L'anecdote amuse Marianne Foucrault, nullement offusquée de se faire questionner sur son âge. Elle vient tout juste de souffler 20 chandelles, le 27 septembre dernier. 

«Je veux représenter les gens, les aider. C'est ce qu'il y a de plus valorisant, représenter les gens autour de soi. Quand je les rencontre, ils sont contents d'avoir une candidate qui vient du comté. Ils me disent: «Tu t'investis là-dedans, c'est le fun». Je me présente parce que ça me tente», raconte la candidate du Parti conservateur dans la circonscription de Berthier-Maskinongé.

Celle qui se décrit comme une femme plutôt intello ne semble rien avoir à cirer des excès que peuvent faire les jeunes adultes à cette période de leur vie.

«Faire la fête? Non! Moi, un bon vendredi soir, c'est jouer à la XBox avec mes deux frères. Quand j'ai annoncé que je me présentais, mes amies étaient surprises que je me lance maintenant, mais elles savent que je suis politisée. Elles s'y attendaient.»

La famille a joué un rôle important dans sa décision de se présenter en politique. Installés à Saint-Félix-de-Valois depuis des années, les Foucrault sont des sympathisants de longue date du Parti conservateur. Lorsqu'il y avait des débats à son école, elle était toujours celle qui représentait ce parti à cause des valeurs de la formation politique.

«La famille est très importante pour moi. Le Parti conservateur offre plus d'argent aux familles avec les baisses d'impôt. La sécurité est aussi importante: se promener dans les rues et de ne pas avoir peur de se faire attaquer.»

- «Peur de se faire attaquer à Saint-Félix?»

- «À Saint-Félix, ça n'arrive pas souvent!», reconnaît la candidate, qui fait davantage référence aux grandes villes où la présence policière est appréciée.

Parlant de Saint-Félix, c'est à cet endroit qu'elle a fait ses études secondaires, à l'école l'Érablière. La même école où travaille Yves Perron, candidat du Bloc québécois.

«Il m'a enseigné et c'était un bon prof. Il disait qu'il était pour le Québec, mais il nous disait qu'on avait droit à notre choix et il enseignait de la façon la plus neutre possible», indique Mme Foucrault, qui précise que les deux candidats se sont souhaité bonne chance via Facebook.

Cette amoureuse de la littérature est inscrite dans cette discipline à l'Université de Montréal. Elle a choisi le baccalauréat en littérature anglaise et française. Son objectif est de maîtriser parfaitement ces deux langues, elle qui a appris l'espagnol et l'allemand lors de son passage au Cégep de Joliette.
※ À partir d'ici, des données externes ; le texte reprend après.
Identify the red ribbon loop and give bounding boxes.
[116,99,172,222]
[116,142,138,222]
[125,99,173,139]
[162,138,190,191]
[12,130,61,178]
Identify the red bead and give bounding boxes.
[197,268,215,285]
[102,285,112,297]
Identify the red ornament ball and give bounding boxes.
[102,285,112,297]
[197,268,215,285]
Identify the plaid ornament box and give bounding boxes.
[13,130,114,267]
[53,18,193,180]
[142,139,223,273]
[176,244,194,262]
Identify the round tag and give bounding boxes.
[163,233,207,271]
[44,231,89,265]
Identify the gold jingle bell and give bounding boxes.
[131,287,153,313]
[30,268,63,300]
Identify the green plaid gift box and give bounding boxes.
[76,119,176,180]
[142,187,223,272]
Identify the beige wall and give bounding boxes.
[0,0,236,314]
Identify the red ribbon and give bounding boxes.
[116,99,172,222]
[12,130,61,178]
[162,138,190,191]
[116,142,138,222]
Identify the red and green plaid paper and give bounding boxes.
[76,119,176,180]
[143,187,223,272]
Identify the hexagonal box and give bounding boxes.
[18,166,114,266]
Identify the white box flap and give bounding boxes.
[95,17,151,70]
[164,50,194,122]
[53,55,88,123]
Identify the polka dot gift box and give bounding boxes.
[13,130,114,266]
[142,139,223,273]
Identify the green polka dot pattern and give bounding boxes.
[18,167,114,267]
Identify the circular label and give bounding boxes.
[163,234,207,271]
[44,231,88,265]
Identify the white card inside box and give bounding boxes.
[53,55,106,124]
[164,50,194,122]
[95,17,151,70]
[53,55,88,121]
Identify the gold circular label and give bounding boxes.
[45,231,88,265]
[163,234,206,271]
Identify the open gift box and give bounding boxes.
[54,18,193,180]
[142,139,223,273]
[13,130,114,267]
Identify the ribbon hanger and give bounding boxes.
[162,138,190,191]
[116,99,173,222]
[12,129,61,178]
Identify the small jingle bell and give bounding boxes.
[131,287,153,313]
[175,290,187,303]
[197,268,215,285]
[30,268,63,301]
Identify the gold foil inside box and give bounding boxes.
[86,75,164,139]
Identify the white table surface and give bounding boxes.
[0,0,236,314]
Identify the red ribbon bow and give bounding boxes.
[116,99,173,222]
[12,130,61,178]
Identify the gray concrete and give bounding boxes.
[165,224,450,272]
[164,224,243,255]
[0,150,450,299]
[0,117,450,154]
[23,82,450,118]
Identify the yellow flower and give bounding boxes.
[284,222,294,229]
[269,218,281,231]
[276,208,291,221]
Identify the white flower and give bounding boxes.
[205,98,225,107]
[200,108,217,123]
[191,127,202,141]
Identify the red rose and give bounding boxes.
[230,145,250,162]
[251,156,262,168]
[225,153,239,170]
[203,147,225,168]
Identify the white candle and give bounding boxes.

Influencée par un ami de ses parents qui était passionné de politique et militant de la défunte Action démocratique du Québec (il est décédé depuis trois ans), elle a toutefois décidé de faire le saut en politique cette année après avoir obtenu l'assurance de la direction du Parti conservateur que le comté ciblé était toujours libre et reçu la bénédiction des organisateurs du parti. Elle a eu une initiation en politique active avec un politicien chevronné, un contact de l'épouse du sympathisant adéquiste décédé.

«J'ai fait une journée de campagne électorale avec Gérard Deltell, raconte Mme Foucrault, visiblement fière de l'expérience. On a pris un café dans un Tim Hortons, il m'a montré comment aborder les gens, comment jaser avec eux. On a assisté à l'ouverture d'un gym, on a visité un marché public, on était à l'ouverture du local électoral de Steven Blaney. M. Deltell fait beaucoup de choses dans une seule journée de campagne électorale.»

Marianne Foucrault a aussi des journées bien remplies avec ses cours universitaires concentrés sur quatre jours et une campagne électorale pour meubler ses temps libres. Sa jeunesse, qui peut être considérée par certains comme un obstacle, est sûrement un avantage ces jours-ci.